Voor de vergoeding van andere (vermogens)schade van derden biedt de wet geen grondslag. Dat is alleen anders als sprake is van ‘schokschade’. Deze schade kenmerkt zich doordat de pleger van het strafbare feit niet (alleen) onrechtmatig handelt jegens het primaire slachtoffer, maar (ook) jegens een derde die wordt geconfronteerd met de gevolgen van dat strafbare feit (het secundaire slachtoffer). Hierdoor verkrijgt deze derde een zelfstandige aanspraak op schadevergoeding.
12.1.2.1.
Het toetsingskader voor schokschade
In het Taxibusarrest van de Hoge Raad van 22 februari 2002 (ECLI:NL:HR:2002:AD5356) is voor het eerst schadevergoeding toegewezen aan een derde die door de waarneming van een ongeval een hevige emotionele schok kreeg waaruit geestelijk letsel is voortgekomen. Voor de toekenning van een vergoeding voor schokschade formuleerde de Hoge Raad vier cumulatieve vereisten. Er moet sprake zijn van 1) schending van een verkeers- of veiligheidsnorm, 2) letsel of overlijden van het slachtoffer, 3) het waarnemen van het ongeval of van een directe confrontatie met de ernstige gevolgen daarvan (het confrontatievereiste) en 4) geestelijk letsel als gevolg van een hevige emotionele schok.
In zijn arrest van 28 juni 2022 (ECLI:NL:HR:2022:958) heeft de Hoge Raad zijn rechtspraak over de vergoeding van schokschade nader uiteengezet en gepreciseerd, waarbij geldt dat voor zover zijn eerdere rechtspraak hierover anders zou kunnen worden gelezen, daarvan wordt teruggekomen.

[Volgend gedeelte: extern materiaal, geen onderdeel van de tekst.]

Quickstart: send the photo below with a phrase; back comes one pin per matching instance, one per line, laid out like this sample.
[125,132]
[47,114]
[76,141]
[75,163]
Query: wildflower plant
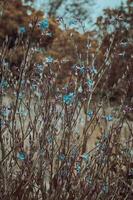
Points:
[41,157]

Iemand die een ander door zijn onrechtmatige daad doodt of verwondt, kan – afhankelijk van de omstandigheden waaronder die onrechtmatige daad en de confrontatie met die daad of de gevolgen daarvan plaatsvinden – ook onrechtmatig handelen jegens degene bij wie die confrontatie een hevige emotionele schok teweegbrengt. Het recht op vergoeding van schade is beperkt tot de schade die volgt uit door die laatste onrechtmatige daad veroorzaakt geestelijk letsel.
Gezichtspunten die een rol spelen bij de beoordeling van de onrechtmatigheid jegens degene bij wie een hevige emotionele schok is teweeggebracht als hiervoor bedoeld (hierna: het secundaire slachtoffer) zijn onder meer:
  • De aard, de toedracht en de gevolgen van de jegens het primaire slachtoffer gepleegde onrechtmatige daad, waaronder de intentie van de dader en de aard en ernst van het aan het primaire slachtoffer toegebrachte leed.
  • De wijze waarop het secundaire slachtoffer wordt geconfronteerd met de jegens het primaire slachtoffer gepleegde onrechtmatige daad en de gevolgen daarvan. Daarbij kan onder meer worden betrokken of hij door fysieke aanwezigheid of anderszins onmiddellijk kennis kreeg van het onrechtmatige handelen jegens het primaire slachtoffer, of dat hij nadien met de gevolgen van dit handelen werd geconfronteerd. Bij een latere confrontatie kan een rol spelen in hoeverre die onverhoeds was. Bij het aan dit gezichtspunt toe te kennen gewicht kan meewegen of het secundaire slachtoffer beroepsmatig of anderszins bedacht moest zijn op een dergelijke schokkende gebeurtenis.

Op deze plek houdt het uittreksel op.